Watch prosecutors’ opening statement in Merritt’s trial below.
Watch defense attorneys opening statements below.
McGee and co-counsel Rajan Maline pointed to another of McStay’s business associates, who they claim stole money from McStay’s accounts after the family’s disappearance, the Times said. Prosecutors argued that the unidentified associate had gone to Hawaii at the time, but defense lawyers said no boarding pass or ticket could verify that claim.
“Their whole case is motive. They’ve spun a lot of tales to you,” Maline told the jury during closing arguments. “They’ve given you half-truths.”
The Times said Merritt sat staring straight ahead, his hands clasped together as he awaited the verdict. When the court clerk pronounced him guilty of four counts of first-degree murder, he closed his eyes for a moment, then dropped his head.

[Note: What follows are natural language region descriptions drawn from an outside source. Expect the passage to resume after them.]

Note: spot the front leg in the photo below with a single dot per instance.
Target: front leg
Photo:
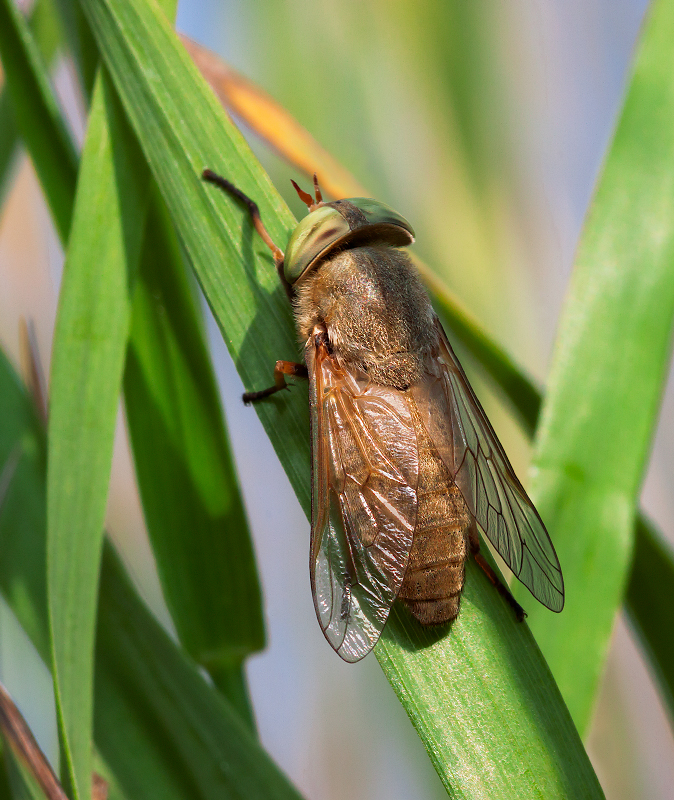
(281, 369)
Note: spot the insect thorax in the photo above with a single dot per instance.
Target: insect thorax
(376, 311)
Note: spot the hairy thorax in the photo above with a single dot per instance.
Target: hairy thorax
(376, 311)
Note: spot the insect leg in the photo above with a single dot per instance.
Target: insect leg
(503, 590)
(212, 177)
(281, 369)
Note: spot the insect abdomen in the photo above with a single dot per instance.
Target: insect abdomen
(435, 572)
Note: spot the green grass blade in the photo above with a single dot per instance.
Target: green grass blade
(182, 129)
(90, 340)
(650, 604)
(81, 43)
(37, 115)
(607, 377)
(9, 140)
(164, 733)
(188, 485)
(216, 636)
(46, 34)
(215, 754)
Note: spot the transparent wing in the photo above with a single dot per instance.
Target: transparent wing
(495, 497)
(364, 503)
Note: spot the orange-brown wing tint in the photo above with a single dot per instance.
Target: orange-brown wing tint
(364, 502)
(469, 447)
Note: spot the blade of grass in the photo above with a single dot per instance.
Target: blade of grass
(188, 485)
(608, 372)
(164, 733)
(81, 44)
(212, 629)
(182, 129)
(650, 593)
(45, 32)
(649, 604)
(294, 143)
(30, 759)
(92, 328)
(37, 116)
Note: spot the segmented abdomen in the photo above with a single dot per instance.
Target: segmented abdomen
(435, 572)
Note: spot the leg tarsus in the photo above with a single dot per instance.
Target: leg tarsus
(281, 369)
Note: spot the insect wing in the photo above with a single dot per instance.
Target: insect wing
(364, 501)
(495, 497)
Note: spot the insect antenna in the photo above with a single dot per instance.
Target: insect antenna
(317, 190)
(306, 198)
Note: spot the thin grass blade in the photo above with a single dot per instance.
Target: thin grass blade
(610, 364)
(163, 731)
(37, 115)
(90, 340)
(188, 484)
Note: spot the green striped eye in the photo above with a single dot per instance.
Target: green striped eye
(355, 222)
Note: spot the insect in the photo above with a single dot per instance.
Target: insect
(405, 464)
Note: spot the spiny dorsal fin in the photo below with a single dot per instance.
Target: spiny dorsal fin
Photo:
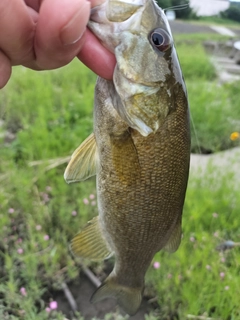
(128, 298)
(89, 243)
(83, 161)
(175, 239)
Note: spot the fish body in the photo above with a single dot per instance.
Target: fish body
(139, 150)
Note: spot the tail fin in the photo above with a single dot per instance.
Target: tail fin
(129, 299)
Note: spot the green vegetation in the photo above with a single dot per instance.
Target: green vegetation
(49, 114)
(215, 111)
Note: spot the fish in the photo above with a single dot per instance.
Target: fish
(139, 149)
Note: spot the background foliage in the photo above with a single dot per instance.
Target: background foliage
(44, 117)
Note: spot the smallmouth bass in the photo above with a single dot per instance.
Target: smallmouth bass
(139, 150)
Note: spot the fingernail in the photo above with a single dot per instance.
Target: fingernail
(75, 28)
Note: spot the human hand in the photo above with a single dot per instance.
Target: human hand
(48, 34)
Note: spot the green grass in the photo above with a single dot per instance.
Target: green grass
(198, 279)
(51, 114)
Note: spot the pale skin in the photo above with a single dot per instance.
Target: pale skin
(48, 34)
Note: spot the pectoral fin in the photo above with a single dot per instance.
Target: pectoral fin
(83, 161)
(89, 243)
(175, 239)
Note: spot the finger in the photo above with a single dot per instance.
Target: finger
(5, 69)
(17, 31)
(97, 57)
(34, 4)
(60, 27)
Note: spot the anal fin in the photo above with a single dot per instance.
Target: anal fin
(89, 243)
(175, 238)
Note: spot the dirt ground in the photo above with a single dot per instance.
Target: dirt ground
(82, 292)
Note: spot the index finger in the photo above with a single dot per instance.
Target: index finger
(15, 23)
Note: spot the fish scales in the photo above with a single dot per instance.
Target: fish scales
(139, 151)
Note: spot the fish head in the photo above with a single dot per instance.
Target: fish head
(147, 68)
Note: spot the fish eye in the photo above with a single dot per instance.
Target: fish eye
(160, 39)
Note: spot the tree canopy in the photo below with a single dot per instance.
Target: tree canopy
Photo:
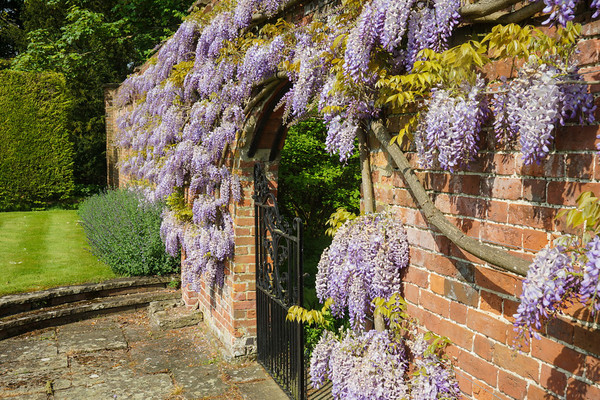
(92, 43)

Members of the McStay family wept, the newspaper said.
The verdict brought to an end nine years of heartache and uncertainty for the family members the McStay’s left behind.
Joseph McStay’s mother, Susan Blake, turned to a woman leaving the courtroom next to her and smiled.
“It’s over,” Blake said, according to the Times.
Merritt’s uncertainty continues, however.
Jurors on Tuesday began hearing testimony through which they will determine Merritt’s punishment -- life in prison or death. Jurors found his crimes included “special circumstances” because more than one person was killed, making him eligible for the death penalty.